After the departures of two high-level leaders, Advanced Microgrid Solutions picked up a new C-suite member.

The San Francisco-based commercial storage developer hired Ryan Hanley, formerly vice president of grid solutions at SolarCity, to serve as chief product officer. In that role, he'll oversee "product" in an expansive sense -- not just the battery systems going into stores and office buildings, but the economic optimization software that operates them and the analytics used to prioritize new project sites for customers.

Hanley has spent the past few years trying to build actionable business strategies around the frequently discussed idea that distributed energy resources can serve as lucrative grid assets, providing value to host customers, grid operators and ratepayers alike. He led the effort to transform the largest rooftop solar installer from a "construction business" into a "platform company" that leverages its portfolio of customer-sited assets for grid services.

"The fact that we can bundle [solar, storage and other DERs] together and actually sell a product that saves the customer money, provides the utility service and also makes us a profit is a big milestone -- maybe an under-spoken milestone of where we're going,” he said at an event in the fall of 2016.

SolarCity, though, remained first and foremost a company that installs solar on people's roofs.
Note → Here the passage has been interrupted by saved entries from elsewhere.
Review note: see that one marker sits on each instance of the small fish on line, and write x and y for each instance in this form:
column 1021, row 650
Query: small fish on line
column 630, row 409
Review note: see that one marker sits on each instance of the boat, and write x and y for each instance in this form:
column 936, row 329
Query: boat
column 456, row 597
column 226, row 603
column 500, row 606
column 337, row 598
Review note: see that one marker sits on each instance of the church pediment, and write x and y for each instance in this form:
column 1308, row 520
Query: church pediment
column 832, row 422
Then it got subsumed into Tesla, which first and foremost makes electric cars and spun off a side business packaging its batteries for stationary storage. The grid services concept still hasn't risen to the top of the company's crowded and high-stakes to-do list.

At AMS, though, grid services are pretty much the reason the whole company exists.
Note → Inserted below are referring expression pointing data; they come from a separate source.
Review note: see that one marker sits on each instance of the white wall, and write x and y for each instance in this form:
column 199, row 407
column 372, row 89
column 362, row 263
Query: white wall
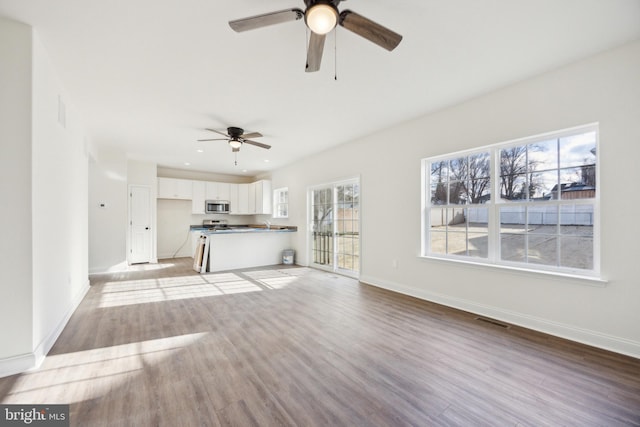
column 108, row 224
column 604, row 89
column 59, row 193
column 16, row 247
column 44, row 192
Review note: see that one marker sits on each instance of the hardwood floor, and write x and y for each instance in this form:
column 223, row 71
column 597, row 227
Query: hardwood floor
column 294, row 346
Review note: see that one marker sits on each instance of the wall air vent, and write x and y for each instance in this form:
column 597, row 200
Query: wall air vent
column 62, row 112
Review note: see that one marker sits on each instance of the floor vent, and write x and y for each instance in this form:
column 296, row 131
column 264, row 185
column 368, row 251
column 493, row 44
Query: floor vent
column 493, row 322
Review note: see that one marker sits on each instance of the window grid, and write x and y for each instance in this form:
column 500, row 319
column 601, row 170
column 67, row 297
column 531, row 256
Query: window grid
column 281, row 203
column 554, row 221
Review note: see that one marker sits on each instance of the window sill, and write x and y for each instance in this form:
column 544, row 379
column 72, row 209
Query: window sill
column 586, row 280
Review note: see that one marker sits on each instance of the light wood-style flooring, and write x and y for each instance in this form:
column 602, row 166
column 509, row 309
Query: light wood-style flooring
column 292, row 346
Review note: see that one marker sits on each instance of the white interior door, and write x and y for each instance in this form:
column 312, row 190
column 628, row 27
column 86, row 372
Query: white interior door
column 335, row 227
column 139, row 224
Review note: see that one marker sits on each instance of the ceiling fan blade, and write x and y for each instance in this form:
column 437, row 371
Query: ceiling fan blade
column 259, row 21
column 314, row 53
column 257, row 144
column 370, row 30
column 251, row 135
column 218, row 132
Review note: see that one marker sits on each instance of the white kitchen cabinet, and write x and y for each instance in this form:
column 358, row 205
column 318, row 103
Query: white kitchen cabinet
column 251, row 202
column 234, row 201
column 250, row 199
column 263, row 197
column 197, row 202
column 172, row 188
column 217, row 191
column 195, row 237
column 241, row 206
"AMS has always been a company that saw where this industry is going, moving into something distributed and transactive, and formulated itself to really bet on the industry going that way," Hanley said in an interview at the company's airy rooftop conference-room gazebo.
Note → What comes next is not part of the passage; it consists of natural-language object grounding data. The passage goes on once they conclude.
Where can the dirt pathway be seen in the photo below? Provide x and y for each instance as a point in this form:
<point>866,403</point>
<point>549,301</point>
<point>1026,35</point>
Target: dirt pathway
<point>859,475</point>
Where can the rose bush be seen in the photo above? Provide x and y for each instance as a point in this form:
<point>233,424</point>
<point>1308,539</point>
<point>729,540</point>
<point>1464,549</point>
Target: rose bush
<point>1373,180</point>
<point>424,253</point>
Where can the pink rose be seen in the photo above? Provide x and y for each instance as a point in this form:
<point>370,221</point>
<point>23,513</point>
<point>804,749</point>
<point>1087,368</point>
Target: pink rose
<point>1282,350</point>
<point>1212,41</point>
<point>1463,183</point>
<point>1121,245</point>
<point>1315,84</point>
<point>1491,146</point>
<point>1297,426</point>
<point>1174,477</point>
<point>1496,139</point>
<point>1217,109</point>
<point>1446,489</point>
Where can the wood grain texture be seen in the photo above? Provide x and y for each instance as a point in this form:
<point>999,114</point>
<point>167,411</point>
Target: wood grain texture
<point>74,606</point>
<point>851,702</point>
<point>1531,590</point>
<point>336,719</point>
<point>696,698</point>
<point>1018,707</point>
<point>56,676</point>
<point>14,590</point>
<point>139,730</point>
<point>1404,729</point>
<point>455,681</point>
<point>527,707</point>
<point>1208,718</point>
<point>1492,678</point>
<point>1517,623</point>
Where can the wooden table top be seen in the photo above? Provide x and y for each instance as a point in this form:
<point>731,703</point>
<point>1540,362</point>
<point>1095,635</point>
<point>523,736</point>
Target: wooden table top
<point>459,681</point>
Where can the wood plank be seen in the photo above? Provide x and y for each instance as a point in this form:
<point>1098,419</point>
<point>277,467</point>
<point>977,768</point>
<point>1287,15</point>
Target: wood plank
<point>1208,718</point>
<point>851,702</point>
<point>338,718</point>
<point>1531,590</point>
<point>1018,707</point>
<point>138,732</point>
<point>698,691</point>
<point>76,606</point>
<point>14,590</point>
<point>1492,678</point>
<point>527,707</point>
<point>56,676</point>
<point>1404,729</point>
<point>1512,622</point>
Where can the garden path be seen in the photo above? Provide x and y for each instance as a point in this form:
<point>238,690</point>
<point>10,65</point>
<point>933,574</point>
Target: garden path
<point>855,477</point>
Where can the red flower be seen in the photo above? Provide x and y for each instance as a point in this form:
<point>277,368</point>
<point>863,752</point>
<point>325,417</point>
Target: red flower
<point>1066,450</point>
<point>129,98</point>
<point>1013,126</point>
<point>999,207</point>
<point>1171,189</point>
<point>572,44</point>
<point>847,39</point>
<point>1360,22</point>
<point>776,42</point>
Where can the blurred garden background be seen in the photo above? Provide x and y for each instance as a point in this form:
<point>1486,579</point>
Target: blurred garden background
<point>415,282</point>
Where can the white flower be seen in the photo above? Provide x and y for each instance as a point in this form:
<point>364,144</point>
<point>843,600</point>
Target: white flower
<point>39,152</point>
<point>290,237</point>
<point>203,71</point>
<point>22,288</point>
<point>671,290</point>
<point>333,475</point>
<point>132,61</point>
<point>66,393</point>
The business model chases two stacked value streams. It deploys fleets of energy storage across commercial and industrial customers' portfolio of properties, sharing the energy bill savings achieved by demand management. Meanwhile, AMS contracts with utilities in those areas to dispatch its fleet of batteries on command.

The company has 120 megawatts under contract in California, 90 megawatts of which will serve utility Southern California Edison.

Fifteen systems are already up and running, serving customer demand management with lithium-ion batteries made by Tesla. The first 2 megawatts of the SCE contract obligation will kick in November 1, with the rest coming on-line staggered over the coming year.

That makes Hanley's arrival timely, as he rounds out the leadership team under CEO Susan Kennedy, who founded the company after a career in two California governors' administrations and serving on the California Public Utilities Commission. 

Co-founder and Chief Commercial Officer Katherine Ryzhaya left early this year to join the leadership team at solar-plus-storage developer Lightsource North America, the new U.S. arm of the British company. Then, in June, residential solar company Sunrun hired away Audrey Lee, AMS' vice president of analytics and design, to serve as that company's vice president of grid services.

"Ryan's vision, experience and passion for transforming the grid by scaling clean distributed energy is unmatched," Kennedy said. "Combined with the incredible talent of the AMS team, it's a hell of a lot of firepower.”

As for the specifics of what's on his plate, Hanley couldn't say much, having just started. He did identify several challenges ahead for the storage industry more broadly: reduce the cost of batteries, streamline the permitting process, expand fair wholesale market access and expand data transparency.

He also hinted at international expansion to come.

"The opportunity is global, and AMS is set to be global," Hanley said. "What AMS has already put in place allows [us] to have lofty aspirations, and what it has put in place applies in different markets around the world."

That's a sentiment we've been hearing more and more lately.

Green Charge recently discussed leveraging its corporate parent Engie for international storage development. AES Energy Storage is forming the Fluence joint venture with Siemens to push storage through the latter's global sales network. Greensmith's acquisition by Finnish power equipment maker Wartsila this summer sets the stage for a similar strategy.

Before it can conquer the world, though, AMS needs to deliver on its hefty SCE contract. That should keep Hanley busy for the time being.